Maybe some of this leaked out from Min and Louisa’s silence, because Webb said: “So you’ll be reporting to me.”

“On what sort of job?”

“Babysitting. Maybe a bit of vetting.”

“Vetting?” Vetting was mostly clerical, which was the slow horses’ lot, but demanded resources Slough House didn’t run to. And anyway, usually fell to Background, Regent’s Park’s skeleton-rattling department, with the Dogs—the internal security mob—providing back-up as and when.

But Webb affected to believe Min was unfamiliar with the term. “Yes. Personal checks, identity confirmation, location cleansing. That sort of thing.”

“Oh, vetting,” said Min. “Thought you said petting. I wondered if things were getting heavy.”

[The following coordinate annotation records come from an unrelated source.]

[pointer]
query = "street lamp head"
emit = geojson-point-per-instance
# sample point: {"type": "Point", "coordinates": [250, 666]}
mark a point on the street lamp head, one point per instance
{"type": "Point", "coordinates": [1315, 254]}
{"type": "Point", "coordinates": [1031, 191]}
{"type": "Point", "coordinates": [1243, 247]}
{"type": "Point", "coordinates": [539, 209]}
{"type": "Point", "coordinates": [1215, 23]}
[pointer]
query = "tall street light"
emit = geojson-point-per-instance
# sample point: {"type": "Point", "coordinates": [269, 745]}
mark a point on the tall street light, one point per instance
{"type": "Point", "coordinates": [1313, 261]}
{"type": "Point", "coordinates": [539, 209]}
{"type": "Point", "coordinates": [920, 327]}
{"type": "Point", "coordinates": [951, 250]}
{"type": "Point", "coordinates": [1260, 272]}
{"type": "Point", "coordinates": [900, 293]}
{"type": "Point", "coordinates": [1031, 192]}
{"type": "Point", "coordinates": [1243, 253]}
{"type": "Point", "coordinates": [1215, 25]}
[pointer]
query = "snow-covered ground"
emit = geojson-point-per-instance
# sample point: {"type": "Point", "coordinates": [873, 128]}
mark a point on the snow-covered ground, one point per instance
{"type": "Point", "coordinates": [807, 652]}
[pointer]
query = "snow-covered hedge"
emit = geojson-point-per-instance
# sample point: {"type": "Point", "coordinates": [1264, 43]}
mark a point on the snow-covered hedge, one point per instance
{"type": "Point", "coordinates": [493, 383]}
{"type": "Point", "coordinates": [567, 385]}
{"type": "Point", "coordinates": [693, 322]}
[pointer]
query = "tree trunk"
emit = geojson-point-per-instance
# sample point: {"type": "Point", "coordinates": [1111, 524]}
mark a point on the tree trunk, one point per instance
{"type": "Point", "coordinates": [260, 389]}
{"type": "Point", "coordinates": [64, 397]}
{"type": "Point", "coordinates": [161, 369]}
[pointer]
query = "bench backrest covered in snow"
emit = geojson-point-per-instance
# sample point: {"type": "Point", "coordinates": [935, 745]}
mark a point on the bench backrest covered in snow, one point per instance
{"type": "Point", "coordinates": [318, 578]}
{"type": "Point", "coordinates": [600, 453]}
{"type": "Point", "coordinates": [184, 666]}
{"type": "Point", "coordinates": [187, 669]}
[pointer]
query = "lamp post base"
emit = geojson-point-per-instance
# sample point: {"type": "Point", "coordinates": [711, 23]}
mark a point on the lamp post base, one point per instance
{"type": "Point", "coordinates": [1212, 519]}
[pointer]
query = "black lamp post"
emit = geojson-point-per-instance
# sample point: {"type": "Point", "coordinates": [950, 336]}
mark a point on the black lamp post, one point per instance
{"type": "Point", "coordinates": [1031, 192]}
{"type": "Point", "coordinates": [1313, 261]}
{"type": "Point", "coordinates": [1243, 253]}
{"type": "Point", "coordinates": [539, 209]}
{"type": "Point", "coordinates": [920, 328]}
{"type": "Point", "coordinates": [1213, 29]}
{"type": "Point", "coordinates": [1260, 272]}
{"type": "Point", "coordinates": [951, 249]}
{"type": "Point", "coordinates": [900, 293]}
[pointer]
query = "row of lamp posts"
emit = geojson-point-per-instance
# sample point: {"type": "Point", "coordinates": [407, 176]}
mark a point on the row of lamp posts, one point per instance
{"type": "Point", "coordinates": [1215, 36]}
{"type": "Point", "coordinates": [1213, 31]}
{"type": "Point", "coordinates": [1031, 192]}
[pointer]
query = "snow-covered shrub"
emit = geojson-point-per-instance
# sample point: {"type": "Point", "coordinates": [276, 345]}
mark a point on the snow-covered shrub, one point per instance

“It’s not complicated,” Webb said, “because if it was, I wouldn’t be asking a smartarse to do it. But if you’re not up to it, just say the word.” He came to a halt, and Min and Louisa each took an extra step before realising. They turned to face him. He said, “And then you can piss off back to Slough House. And whatever important tasks you’re busy with this week.”

Min’s mouth began responding before his brain was in gear, but Louisa got in first. “We’ve nothing much on,” she said. “We’d be up for it.”

She shot Min a glance.

“Yeah,” he said. “Sounds like a blast.”

“A blast?”

“Within our sphere of competence, he means,” Louisa said. “We’re just a little … nonplussed by your choice of venue.”

Webb looked around, as if only just noticing they were outside: water, trees, birds. Traffic, aware of the Palace, hummed politely beyond the railings. “Yes,” he said. “Well. Always nice to get out.”

“Especially when things are dodgy at home,” Min couldn’t stop himself saying.